La question de la soutenabilité de la dette deviendra sans doute de plus en plus prégnante. Il nous faudra, tôt ou tard, définir une trajectoire de retour à un niveau de dette publique plus modéré. Le Gouvernement a annoncé la création d'un groupe de travail pour formuler des propositions à ce sujet. Je tiens à le saluer. Il nous semble néanmoins indispensable d'y associer la représentation nationale, en particulier les commissaires aux finances.

Mes interlocuteurs me confirment l'intérêt politique et financier de cantonner la dette covid-19 : il s'agit d'assurer une transparence de la trajectoire des finances publiques, tout en amorçant un retour à l'équilibre, afin de ne pas peser, à court terme, sur l'économie. Une réflexion collective doit s'engager sur l'intérêt de cette proposition. Si nous nous orientions vers un modèle similaire à celui de la CADES – Caisse d'amortissement de la dette sociale – , l'enjeu majeur sera de définir la ressource que nous attribuerons au remboursement de la dette. Il s'agit d'un beau débat politique pour 2022 !

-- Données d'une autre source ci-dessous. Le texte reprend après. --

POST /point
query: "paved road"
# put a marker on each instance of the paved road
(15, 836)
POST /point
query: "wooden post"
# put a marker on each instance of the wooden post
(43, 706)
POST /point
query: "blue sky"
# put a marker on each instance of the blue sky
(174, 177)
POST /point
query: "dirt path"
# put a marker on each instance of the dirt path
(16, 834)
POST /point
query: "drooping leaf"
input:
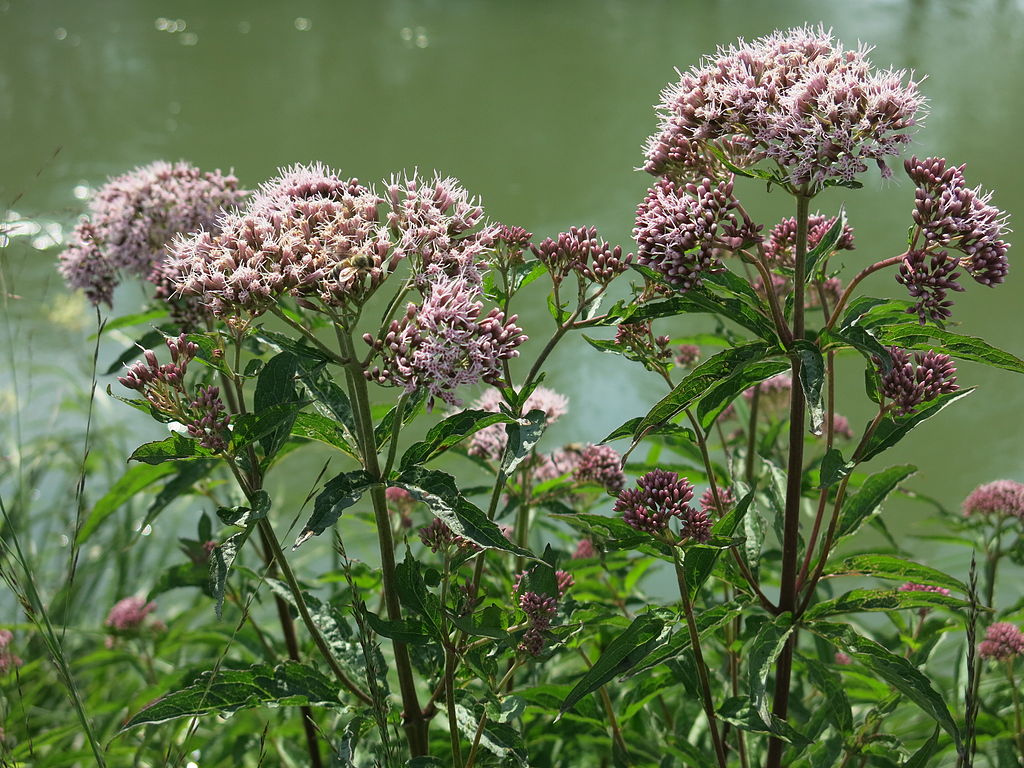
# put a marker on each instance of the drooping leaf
(439, 492)
(626, 650)
(449, 432)
(868, 500)
(856, 601)
(175, 446)
(895, 670)
(896, 568)
(890, 431)
(340, 493)
(289, 684)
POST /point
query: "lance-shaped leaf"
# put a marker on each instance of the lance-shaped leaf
(522, 435)
(857, 601)
(625, 651)
(895, 670)
(175, 446)
(868, 500)
(132, 481)
(439, 492)
(449, 432)
(825, 246)
(289, 684)
(812, 378)
(895, 568)
(339, 494)
(890, 431)
(915, 336)
(724, 365)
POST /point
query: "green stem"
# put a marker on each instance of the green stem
(709, 706)
(794, 487)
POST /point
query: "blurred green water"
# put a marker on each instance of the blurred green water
(541, 109)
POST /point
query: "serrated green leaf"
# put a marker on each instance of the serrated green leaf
(439, 492)
(890, 566)
(626, 650)
(229, 690)
(896, 671)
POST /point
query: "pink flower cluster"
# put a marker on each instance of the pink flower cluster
(950, 216)
(794, 97)
(909, 385)
(998, 498)
(7, 659)
(163, 385)
(1003, 641)
(132, 219)
(659, 496)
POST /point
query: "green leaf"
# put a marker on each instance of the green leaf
(449, 432)
(720, 395)
(857, 601)
(868, 500)
(915, 336)
(340, 493)
(890, 431)
(625, 651)
(132, 481)
(316, 427)
(896, 568)
(522, 436)
(289, 684)
(146, 341)
(896, 671)
(812, 378)
(439, 493)
(834, 468)
(265, 424)
(724, 365)
(415, 595)
(408, 631)
(761, 653)
(699, 561)
(275, 386)
(825, 246)
(175, 446)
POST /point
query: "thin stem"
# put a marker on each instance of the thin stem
(709, 706)
(416, 725)
(853, 284)
(794, 487)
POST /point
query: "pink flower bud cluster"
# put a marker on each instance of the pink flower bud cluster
(795, 97)
(7, 658)
(909, 385)
(780, 246)
(1003, 641)
(163, 385)
(445, 342)
(489, 442)
(439, 538)
(601, 465)
(132, 219)
(949, 215)
(581, 251)
(681, 229)
(659, 496)
(996, 499)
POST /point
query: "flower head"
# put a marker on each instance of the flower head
(909, 385)
(602, 465)
(134, 217)
(795, 97)
(1003, 641)
(998, 498)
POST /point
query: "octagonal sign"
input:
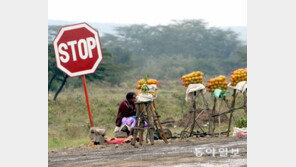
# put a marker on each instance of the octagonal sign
(78, 50)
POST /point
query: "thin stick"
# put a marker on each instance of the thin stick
(219, 118)
(231, 113)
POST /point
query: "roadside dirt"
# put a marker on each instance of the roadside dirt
(178, 153)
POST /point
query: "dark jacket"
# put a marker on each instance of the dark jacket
(126, 109)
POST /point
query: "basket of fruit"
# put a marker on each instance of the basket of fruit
(237, 76)
(192, 78)
(146, 85)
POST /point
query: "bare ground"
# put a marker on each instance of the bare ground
(177, 153)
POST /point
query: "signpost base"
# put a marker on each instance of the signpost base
(87, 101)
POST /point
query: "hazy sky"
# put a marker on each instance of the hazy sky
(151, 12)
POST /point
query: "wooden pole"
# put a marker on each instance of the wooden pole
(231, 113)
(150, 123)
(159, 123)
(219, 118)
(213, 113)
(245, 101)
(193, 108)
(87, 101)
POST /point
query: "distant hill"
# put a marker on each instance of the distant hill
(109, 28)
(103, 28)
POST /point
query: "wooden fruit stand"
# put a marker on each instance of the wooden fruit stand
(146, 112)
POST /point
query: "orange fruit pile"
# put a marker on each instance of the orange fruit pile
(192, 78)
(144, 82)
(238, 76)
(217, 83)
(148, 82)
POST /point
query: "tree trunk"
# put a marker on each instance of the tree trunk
(50, 82)
(61, 87)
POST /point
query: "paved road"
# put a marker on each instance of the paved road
(192, 152)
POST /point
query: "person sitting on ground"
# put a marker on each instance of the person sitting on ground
(126, 116)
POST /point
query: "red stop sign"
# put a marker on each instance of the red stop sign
(78, 50)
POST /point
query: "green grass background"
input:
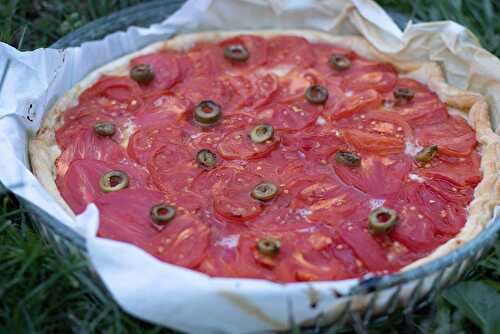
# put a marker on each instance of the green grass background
(41, 292)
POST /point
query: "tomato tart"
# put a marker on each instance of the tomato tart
(281, 155)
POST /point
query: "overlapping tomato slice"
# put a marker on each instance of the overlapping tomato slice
(320, 212)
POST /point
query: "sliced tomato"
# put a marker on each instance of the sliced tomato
(239, 145)
(289, 50)
(173, 169)
(430, 199)
(328, 200)
(183, 241)
(373, 143)
(323, 53)
(220, 260)
(233, 200)
(454, 137)
(378, 176)
(289, 118)
(125, 215)
(377, 132)
(349, 105)
(80, 185)
(197, 89)
(365, 246)
(80, 120)
(202, 60)
(315, 147)
(161, 109)
(305, 254)
(255, 45)
(165, 68)
(143, 144)
(424, 108)
(111, 88)
(381, 79)
(88, 145)
(293, 86)
(413, 229)
(463, 171)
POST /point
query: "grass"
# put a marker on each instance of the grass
(43, 292)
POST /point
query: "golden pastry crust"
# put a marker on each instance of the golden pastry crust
(44, 150)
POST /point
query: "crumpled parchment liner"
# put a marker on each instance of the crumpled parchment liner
(174, 296)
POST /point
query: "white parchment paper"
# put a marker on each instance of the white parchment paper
(174, 296)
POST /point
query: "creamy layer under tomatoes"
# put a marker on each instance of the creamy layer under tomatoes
(320, 212)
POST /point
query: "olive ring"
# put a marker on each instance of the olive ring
(162, 213)
(142, 73)
(113, 181)
(207, 112)
(317, 94)
(382, 219)
(268, 246)
(236, 52)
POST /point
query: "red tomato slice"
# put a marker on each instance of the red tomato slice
(173, 169)
(118, 89)
(323, 53)
(87, 145)
(165, 68)
(328, 200)
(251, 91)
(238, 145)
(125, 215)
(233, 200)
(353, 104)
(377, 132)
(197, 89)
(293, 86)
(414, 230)
(163, 108)
(289, 50)
(463, 171)
(143, 144)
(378, 176)
(80, 185)
(256, 47)
(203, 60)
(424, 108)
(80, 120)
(183, 241)
(365, 246)
(454, 137)
(429, 198)
(382, 80)
(289, 118)
(373, 143)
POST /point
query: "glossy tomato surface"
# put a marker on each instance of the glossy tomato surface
(317, 216)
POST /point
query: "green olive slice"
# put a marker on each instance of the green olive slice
(142, 74)
(262, 133)
(236, 52)
(162, 213)
(104, 129)
(426, 154)
(113, 181)
(349, 159)
(268, 246)
(339, 62)
(207, 112)
(317, 94)
(403, 94)
(381, 219)
(264, 191)
(206, 158)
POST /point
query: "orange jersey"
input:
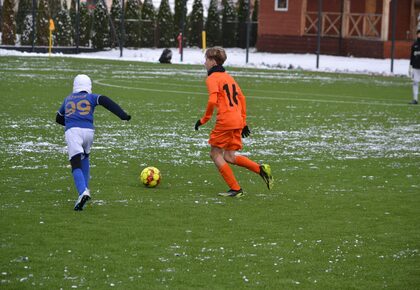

Outre la qualité de la gestion assurée par l'Agence France trésor, la facilité dont nous disposons à financer notre dette est directement liée à la politique monétaire de la Banque centrale européenne – BCE – , qui a lancé un programme de rachat de titres pour 1 350 milliards d'euros. Or nous sommes devenus dépendants des taux bas, qui nous permettent de financer nos dépenses publiques par la dette.

Par ailleurs, il nous faudra être attentifs aux effets de l'évolution de la politique monétaire américaine, sur laquelle la Banque centrale européenne pourrait décider de s'aligner. En effet, la Fed – la Réserve fédérale des Etats-Unis – semble avoir récemment changé de paradigme. L'inflation ne serait plus l'ennemie, remplacée par la trop faible consommation et l'investissement atone. Le Conseil des gouverneurs de la Banque centrale européenne n'a pas encore formellement débattu du sujet, mais je ne doute pas qu'il le fera dans le cadre de la revue stratégique lancée par Christine Lagarde.

Les détenteurs de la dette verraient plutôt d'un bon oeil les plans de relance qui, comme celui de la France, sont orientés vers l'investissement. Ils restent friands de la dette de notre pays, dont la signature est recherchée. Je tiens à préciser que la part de la détention de la dette par des ressortissants nationaux reste stable, s'établissant, fin 2019, à 46,4 %. Parmi les investisseurs non-résidents détenant de la dette française, 50 % sont européens, 13 % sont asiatiques et environ 8 % sont américains.

Je l'ai dit, la hausse spectaculaire des appels en garantie de l'État marquera également l'exercice 2021. Celle-ci est essentiellement due aux prêts garantis par l'Etat.

Enfin, avant de conclure mon intervention, je tiens à saluer la création du budget vert et le travail exceptionnel accompli par l'administration pour le réaliser, et ce même si j'aurais de nombreuses remarques à faire s'agissant de la méthodologie. La mission « Économie », par exemple, est considérée comme neutre à 100 %. J'en doute fortement, mais nous aurons l'occasion d'en débattre plus largement dans cet hémicycle.

Je vous invite à voter les crédits de cette mission.